Animatable Avatar Conditioned Monocular Human Volumetric Capture: An Overview

The paper "AvatarCap: Animatable Avatar Conditioned Monocular Human Volumetric Capture" presents a sophisticated framework designed to address the challenges inherent in monocular human volumetric capture. The central contribution of the paper is AvatarCap, a pipeline that integrates person-specific animatable avatars into the volumetric capture process. This approach leverages both observed information from monocular RGB videos and prior knowledge from pre-constructed animatable avatars to enable high-fidelity human reconstruction, even in occluded regions.

Key Contributions

  1. Framework Overview: The AvatarCap framework facilitates monocular volumetric capture by using animatable avatars created from a limited dataset of approximately 20 3D scans. These avatars serve as a data-driven prior, bridging the gap between observed image data and the unobserved dynamic details required for high-quality 3D reconstruction.
  2. GeoTexAvatar: A novel representation termed GeoTexAvatar is introduced, which is conditioning both geometry and texture on the SMPL pose parameters to enhance detail and generalization capability. This involves separating pose-agnostic and pose-dependent dynamics, thus overcoming limitations seen in existing avatar methods that rely heavily on numerous scans.
  3. Canonical Normal Fusion: A unique approach to integrating avatar and image-observed normal maps is proposed. This method involves canonical normal fusion, where high-frequency details from image observations are merged with the robust low-frequency orientations of the avatar normals, ensuring consistent and accurate reconstruction despite poor SMPL fitting.
  4. Reconstruction Network: The paper details the use of a reconstruction network pretrained on large-scale datasets to synthesize high-fidelity, full-body 3D models. Leveraging normal maps as intermediaries, the network capitalizes on the large-scale prior to enhance the geometric accuracy and detail of the reconstructions.

Numerical Evaluation

The paper provides numerical results demonstrating the superiority of the AvatarCap method over contemporary approaches. Metrics such as the Chamfer Distance and Scan-to-Mesh Distance showcase the framework's capacity for precision, with notable improvements over methods like PIFuHD and NormalGAN. The avatars created by GeoTexAvatar also outperform SCANimate, POP, and other entities in accurately modeling pose-dependent dynamics, achieving significantly lower error rates in comparisons to ground-truth scans.

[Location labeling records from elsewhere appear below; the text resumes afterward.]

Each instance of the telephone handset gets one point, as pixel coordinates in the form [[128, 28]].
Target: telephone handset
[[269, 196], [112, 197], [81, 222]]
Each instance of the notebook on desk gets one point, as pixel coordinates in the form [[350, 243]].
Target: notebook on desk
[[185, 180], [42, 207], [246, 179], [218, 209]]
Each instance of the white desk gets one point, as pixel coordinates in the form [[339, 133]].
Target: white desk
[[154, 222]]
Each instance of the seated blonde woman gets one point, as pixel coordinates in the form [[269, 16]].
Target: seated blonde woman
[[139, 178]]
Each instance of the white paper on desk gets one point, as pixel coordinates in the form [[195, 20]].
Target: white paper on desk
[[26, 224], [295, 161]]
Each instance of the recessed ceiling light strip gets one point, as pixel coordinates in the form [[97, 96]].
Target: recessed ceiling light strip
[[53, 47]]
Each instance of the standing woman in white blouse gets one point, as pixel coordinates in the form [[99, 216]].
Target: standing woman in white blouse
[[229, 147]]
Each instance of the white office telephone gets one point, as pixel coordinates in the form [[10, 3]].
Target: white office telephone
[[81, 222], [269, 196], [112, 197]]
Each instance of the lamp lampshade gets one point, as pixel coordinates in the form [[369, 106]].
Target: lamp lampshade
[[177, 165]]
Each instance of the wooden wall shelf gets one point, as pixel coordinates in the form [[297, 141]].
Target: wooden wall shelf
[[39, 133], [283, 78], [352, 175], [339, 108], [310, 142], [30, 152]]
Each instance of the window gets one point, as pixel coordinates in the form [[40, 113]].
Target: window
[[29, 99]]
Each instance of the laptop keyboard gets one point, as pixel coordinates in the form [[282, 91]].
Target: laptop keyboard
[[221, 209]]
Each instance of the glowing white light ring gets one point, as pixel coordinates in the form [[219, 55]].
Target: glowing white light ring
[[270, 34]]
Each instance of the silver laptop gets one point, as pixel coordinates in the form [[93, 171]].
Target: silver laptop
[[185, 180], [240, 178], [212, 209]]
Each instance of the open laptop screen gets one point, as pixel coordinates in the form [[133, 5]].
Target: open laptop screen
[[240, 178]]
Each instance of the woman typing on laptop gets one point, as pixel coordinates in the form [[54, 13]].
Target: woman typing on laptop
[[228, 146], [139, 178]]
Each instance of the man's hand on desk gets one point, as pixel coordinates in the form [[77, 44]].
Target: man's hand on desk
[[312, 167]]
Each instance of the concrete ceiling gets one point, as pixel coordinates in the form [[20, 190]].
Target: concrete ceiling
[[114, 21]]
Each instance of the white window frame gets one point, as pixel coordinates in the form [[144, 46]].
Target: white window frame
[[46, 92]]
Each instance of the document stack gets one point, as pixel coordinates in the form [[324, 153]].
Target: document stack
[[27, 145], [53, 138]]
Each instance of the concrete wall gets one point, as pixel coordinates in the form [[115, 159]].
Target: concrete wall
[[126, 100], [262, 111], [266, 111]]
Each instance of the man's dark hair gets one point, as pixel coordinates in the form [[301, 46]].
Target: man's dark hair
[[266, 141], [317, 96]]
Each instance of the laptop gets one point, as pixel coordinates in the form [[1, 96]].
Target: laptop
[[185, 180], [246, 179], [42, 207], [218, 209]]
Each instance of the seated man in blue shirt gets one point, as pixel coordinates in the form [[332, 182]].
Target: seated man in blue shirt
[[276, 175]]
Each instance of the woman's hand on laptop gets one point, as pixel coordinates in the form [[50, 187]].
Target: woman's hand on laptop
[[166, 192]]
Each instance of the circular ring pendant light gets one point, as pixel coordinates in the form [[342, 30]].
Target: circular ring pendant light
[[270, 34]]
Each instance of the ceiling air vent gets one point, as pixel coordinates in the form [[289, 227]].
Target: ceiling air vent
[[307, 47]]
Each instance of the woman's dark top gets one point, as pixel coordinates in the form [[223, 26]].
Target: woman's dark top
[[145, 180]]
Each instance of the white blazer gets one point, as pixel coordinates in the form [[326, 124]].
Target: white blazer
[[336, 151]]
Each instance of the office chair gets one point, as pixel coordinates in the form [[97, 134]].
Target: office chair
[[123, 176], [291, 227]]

Implications and Future Directions

The integration of animatable avatars into the monocular capture pipeline offers a pathway towards more dynamic and realistic 3D human models. This development is particularly significant for applications in the Metaverse, gaming, and virtual communication, where the quality of dynamic human representations is critical.

The framework still requires a dataset of 3D scans for avatar creation, a step that can be arduous without dedicated capture systems. Future research may explore reducing the reliance on extensive 3D scanning, possibly by utilizing self-portrait or RGBD-based capture methods. Additionally, improvements are needed in handling loose attire, such as flowing garments or draped clothing, which present challenges due to limitations in existing skeleton models.

In summary, AvatarCap and its underlying components represent a significant advancement in the field of computer vision, specifically in monocular human volumetric capture. The methods proposed in this paper not only extend the capabilities of current systems but also pave the way for future innovations that could further enhance the realism and applicability of 3D human modeling technologies.